Politicians are often more popular abroad than they are at home. This was true of Margaret Thatcher, who after the zenith of her popularity in the UK had long passed was still fêted in other parts of the world. She was a particular hero in Easter Europe for her strong stance, along with Ronald Reagan, against communism.
Any outsider looking in on Nicola Sturgeon’s reaction at the Irish Senate would think that independence was on its way. The brutal truth of the situation was revealed on the very morning that the First Minister returned home, with a new YouGov poll published in The Times newspaper.
The top line figures on independence show that support for a Yes vote has fallen to 38% (down 2 on the previous poll), while support for No was up to 49% (+3). Once the “Don’t Knows” were eliminated, this meant that the figures were 56 No against 44 Yes, the biggest gap found by YouGov in independence polling since the referendum date in 2014.
There was more bad news in the poll for Nicola Sturgeon personally, with her approval ratings having fallen to +11%, now well behind the growing approval for Conservative leader Ruth Davidson at +25%.
The party rating figures showed the Conservative vote for Holyrood up, with both SNP and Labour down.
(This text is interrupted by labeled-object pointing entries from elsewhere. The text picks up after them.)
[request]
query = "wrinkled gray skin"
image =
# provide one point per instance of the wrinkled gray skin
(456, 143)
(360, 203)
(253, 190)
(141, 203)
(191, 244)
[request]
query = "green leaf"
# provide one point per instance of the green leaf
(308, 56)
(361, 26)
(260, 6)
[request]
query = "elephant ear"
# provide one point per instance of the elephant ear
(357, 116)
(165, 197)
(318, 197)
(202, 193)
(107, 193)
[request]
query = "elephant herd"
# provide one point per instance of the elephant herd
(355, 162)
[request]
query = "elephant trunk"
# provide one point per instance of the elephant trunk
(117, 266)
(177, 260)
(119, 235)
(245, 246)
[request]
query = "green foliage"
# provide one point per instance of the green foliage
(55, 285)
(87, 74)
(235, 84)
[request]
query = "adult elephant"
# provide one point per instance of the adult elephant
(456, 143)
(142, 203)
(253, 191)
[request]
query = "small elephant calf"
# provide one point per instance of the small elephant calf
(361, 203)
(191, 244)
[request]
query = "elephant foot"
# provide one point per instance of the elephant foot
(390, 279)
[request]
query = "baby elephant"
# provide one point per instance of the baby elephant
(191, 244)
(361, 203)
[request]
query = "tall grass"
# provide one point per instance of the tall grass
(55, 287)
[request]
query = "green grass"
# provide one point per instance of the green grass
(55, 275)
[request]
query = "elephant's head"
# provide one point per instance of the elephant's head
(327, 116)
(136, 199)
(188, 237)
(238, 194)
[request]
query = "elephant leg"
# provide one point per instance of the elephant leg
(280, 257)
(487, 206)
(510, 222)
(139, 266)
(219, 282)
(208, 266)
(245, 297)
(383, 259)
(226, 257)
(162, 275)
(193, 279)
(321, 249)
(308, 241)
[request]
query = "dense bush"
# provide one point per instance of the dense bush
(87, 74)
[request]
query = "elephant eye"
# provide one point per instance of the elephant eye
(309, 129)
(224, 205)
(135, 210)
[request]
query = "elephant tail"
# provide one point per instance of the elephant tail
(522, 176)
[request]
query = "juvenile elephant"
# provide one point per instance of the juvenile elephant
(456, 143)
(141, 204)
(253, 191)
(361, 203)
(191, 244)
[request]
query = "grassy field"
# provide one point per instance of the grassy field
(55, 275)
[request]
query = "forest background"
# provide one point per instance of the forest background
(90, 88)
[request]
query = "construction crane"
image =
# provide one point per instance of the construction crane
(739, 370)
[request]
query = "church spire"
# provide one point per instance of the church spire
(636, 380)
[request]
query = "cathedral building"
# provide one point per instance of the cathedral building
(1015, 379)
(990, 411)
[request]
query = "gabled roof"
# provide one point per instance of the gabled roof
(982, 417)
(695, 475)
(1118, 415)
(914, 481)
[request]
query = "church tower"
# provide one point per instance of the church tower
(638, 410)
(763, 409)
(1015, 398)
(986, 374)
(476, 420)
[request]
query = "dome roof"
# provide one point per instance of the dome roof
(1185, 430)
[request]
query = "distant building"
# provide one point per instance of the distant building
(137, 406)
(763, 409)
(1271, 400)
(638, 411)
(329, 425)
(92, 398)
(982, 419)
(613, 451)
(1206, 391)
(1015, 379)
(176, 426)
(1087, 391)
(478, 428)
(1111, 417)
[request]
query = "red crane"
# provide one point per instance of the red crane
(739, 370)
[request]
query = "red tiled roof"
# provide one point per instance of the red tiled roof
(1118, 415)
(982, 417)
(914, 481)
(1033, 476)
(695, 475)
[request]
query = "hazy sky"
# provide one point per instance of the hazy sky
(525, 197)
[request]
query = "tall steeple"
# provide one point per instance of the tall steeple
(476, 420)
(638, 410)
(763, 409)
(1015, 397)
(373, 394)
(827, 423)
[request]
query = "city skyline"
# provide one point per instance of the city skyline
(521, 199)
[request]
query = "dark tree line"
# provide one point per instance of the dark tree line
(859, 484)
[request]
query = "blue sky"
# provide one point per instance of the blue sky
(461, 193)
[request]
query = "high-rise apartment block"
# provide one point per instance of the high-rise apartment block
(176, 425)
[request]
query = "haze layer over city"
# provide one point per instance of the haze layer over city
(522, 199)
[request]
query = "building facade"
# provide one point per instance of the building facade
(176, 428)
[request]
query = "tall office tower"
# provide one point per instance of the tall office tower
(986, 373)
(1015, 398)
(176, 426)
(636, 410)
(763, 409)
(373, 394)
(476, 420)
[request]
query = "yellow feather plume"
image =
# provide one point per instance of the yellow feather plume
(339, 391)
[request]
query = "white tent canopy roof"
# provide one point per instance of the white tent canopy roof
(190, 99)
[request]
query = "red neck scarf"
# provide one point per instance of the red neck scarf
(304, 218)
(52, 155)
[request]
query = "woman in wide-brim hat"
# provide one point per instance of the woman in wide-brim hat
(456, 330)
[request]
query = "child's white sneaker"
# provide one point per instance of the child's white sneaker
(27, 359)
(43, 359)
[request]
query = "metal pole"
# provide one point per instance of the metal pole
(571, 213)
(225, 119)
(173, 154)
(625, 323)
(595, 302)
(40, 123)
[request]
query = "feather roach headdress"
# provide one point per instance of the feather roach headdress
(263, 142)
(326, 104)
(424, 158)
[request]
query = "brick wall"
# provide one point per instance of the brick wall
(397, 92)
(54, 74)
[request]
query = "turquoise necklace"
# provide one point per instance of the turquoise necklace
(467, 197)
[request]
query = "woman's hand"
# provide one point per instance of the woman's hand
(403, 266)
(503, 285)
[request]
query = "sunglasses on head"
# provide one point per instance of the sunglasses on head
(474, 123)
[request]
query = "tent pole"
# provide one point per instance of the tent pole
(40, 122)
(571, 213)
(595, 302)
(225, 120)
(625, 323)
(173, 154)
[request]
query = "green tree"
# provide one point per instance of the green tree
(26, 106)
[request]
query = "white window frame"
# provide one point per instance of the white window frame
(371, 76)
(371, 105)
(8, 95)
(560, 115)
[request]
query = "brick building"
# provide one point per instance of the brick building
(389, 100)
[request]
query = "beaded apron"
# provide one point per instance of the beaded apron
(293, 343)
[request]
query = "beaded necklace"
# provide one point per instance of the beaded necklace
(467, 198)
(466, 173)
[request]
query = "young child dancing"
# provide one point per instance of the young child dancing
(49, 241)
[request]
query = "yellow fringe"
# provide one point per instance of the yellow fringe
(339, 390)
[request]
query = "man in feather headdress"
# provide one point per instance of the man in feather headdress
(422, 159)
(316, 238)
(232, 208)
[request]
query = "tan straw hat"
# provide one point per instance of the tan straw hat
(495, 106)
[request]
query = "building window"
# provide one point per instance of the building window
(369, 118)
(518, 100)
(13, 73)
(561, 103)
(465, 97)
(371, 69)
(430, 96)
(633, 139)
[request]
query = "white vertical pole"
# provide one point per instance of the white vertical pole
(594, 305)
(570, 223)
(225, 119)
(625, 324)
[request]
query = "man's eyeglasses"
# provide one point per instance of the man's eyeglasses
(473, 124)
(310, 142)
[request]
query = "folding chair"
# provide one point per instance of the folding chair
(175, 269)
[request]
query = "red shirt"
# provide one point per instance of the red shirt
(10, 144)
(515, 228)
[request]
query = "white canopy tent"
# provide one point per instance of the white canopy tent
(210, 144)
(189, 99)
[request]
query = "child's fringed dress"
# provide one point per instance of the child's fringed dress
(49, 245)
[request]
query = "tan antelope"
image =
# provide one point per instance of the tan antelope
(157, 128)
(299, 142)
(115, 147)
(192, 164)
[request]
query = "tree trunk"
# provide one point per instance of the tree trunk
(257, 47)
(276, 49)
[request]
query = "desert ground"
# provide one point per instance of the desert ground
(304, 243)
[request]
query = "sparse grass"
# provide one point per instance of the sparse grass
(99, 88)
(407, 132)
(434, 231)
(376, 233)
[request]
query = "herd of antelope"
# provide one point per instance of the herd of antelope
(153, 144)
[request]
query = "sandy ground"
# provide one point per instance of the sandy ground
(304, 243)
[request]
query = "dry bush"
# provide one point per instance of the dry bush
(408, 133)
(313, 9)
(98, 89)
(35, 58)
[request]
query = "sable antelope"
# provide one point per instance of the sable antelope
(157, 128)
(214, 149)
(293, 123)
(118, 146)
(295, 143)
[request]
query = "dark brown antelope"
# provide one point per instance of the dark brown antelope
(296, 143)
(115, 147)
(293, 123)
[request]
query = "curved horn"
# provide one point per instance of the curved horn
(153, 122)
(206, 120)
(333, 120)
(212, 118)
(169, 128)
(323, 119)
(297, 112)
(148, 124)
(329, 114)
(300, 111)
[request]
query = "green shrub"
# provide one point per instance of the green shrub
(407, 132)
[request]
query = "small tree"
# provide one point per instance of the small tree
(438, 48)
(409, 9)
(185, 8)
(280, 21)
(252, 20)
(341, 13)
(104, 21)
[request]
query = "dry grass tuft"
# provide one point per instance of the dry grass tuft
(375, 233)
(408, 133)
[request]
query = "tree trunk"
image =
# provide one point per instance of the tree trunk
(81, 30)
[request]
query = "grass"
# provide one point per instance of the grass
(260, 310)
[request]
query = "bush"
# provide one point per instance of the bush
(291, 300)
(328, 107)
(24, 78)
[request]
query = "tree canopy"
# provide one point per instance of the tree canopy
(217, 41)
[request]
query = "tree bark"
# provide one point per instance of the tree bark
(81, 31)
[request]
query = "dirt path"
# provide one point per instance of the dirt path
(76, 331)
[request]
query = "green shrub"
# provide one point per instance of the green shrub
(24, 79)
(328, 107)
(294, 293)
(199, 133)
With some speculation that the SNP might be considering calling a snap election if they cannot get their budget through parliament in February, on the basis of this poll they would again fail to achieve an overall majority, and the Scottish Conservatives would be returning with an even larger group of MSPs.
Drilling down the detailed figures gives even more interesting information. Just 29% of those who voted Yes in 2014, and Leave in the EU Referendum, now say that they support independence. This strongly suggests that the SNP have got their strategy towards Brexit entirely wrong.
Many SNP voters who voted Leave are thoroughly disenchanted with a First Minister whose sole interest seems to be in retaining links with the EU, and are prepared to give up the goal of independence if this would mean being tied to the European Union.
Nicola Sturgeon may have got a warm welcome from the Irish, but this will not be enough to save the independence cause. The SNP are now clearly a party in decline, independence as a goal is further off than ever, and the party’s message on Scotland’s relationship with the EU is still totally confused. Nicola will need the luck of the Irish if she is going to get herself and her party out of this intact.